Exciting News Today – kakī New Zealand’s black stilt, has been granted funds to help secure the population status of the worlds rarest wader.
Juvenile kakī following release at Tasman Delta, Nov 2016 (Photo by Rachel Hufton)
Finally, the Twizel Recovery Centre can begin to increase its capacity for hatching, rearing chicks and releasing juveniles back into their iconic braided river habitat.
I will always remember being part of one of the releases of juvenile kakī on the Tasman Delta with the DOC Twizel team – one of those special moments, indeed. A project well deserving of international support.
Global Wildlife Conservation Partners in Future of New Zealand’s Kakī ~ For immediate release June 22, 2017
photo credit Kate-Lawrence
Global Wildlife Conservation today injected some additional hope into the once-uncertain future of the world’s rarest wading bird, a critically endangered species found only on the South Island of New Zealand. In recent years, the kakī, or black stilt, has begun rebounding from the brink of extinction thanks to the New Zealand Department of Conservation’s captive breeding and reintroduction program. Through a significant contribution to the program, GWC is helping ensure that kakī can one day thrive on their own in the wild.
Adult kakī with New Zealand’s highest mountain, Aoraki/Mount Cook, in the background. (Photo by Liz Brown)
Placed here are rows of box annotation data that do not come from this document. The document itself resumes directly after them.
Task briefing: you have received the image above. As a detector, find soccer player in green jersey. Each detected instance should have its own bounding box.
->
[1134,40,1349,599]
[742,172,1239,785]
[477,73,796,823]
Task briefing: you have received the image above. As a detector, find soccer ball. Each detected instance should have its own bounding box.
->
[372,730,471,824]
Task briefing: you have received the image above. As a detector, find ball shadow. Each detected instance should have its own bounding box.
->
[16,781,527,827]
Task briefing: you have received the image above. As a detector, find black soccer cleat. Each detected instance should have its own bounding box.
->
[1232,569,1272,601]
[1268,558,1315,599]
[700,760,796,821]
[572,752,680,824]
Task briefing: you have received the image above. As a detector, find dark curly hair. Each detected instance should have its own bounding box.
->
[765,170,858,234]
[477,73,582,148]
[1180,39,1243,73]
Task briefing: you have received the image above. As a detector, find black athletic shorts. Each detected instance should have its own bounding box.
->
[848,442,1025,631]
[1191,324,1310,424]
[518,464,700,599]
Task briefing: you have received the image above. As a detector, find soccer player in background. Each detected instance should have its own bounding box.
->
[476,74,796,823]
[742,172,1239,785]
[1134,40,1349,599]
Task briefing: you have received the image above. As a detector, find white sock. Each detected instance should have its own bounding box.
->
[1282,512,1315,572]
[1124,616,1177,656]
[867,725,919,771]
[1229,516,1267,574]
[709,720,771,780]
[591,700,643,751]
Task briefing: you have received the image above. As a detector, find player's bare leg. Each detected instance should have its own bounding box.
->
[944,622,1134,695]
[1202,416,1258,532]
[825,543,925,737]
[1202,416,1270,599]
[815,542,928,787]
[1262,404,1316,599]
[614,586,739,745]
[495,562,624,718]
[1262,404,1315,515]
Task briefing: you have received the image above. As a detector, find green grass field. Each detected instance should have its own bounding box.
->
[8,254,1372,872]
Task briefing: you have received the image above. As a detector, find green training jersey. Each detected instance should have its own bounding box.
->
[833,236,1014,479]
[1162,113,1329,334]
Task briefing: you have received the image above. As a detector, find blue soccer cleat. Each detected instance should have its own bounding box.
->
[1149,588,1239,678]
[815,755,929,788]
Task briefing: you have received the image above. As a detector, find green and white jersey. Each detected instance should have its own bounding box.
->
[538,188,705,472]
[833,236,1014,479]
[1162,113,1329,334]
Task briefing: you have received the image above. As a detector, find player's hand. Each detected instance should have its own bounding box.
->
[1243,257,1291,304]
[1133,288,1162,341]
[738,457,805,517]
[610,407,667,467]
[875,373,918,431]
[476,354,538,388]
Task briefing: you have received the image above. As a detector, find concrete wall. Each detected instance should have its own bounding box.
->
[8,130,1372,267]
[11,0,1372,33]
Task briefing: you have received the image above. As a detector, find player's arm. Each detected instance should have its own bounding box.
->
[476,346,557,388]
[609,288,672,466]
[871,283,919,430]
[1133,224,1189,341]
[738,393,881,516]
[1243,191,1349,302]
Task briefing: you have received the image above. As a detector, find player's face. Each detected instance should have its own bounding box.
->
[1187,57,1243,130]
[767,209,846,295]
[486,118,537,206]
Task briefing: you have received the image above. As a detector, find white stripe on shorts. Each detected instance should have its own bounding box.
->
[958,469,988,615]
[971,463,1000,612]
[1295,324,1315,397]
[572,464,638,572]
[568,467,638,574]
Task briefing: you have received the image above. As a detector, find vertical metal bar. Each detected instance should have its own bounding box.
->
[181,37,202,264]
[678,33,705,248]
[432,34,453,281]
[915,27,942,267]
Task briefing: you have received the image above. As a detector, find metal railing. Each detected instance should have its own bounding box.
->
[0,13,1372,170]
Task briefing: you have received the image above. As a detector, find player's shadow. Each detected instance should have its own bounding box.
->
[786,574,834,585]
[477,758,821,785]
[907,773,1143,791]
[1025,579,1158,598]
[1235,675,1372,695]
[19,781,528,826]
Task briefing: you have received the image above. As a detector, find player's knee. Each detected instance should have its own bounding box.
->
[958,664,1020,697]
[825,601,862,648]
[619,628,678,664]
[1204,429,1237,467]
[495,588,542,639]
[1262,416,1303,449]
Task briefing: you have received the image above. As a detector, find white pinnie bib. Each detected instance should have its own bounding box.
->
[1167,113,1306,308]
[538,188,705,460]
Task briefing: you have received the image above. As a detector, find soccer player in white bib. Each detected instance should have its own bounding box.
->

“New Zealand is a true conservation jewel, but there are ongoing declines of native species and habitats”, said GWC board chairman Brian Sheth, who is visiting with the Department of Conservation this week and whose philanthropic organization, Sangreal Foundation, provided funds for the project. “We are excited to partner with the forward-thinking and collaborative Department of Conservation, who innovatively partner with non-profits, Māori communities, businesses, and other stakeholders to preserve the country’s unique natural and cultural heritage. The critical conservation program in the Mackenzie Basin, including the recovery of the kakī, will be a model for the country.”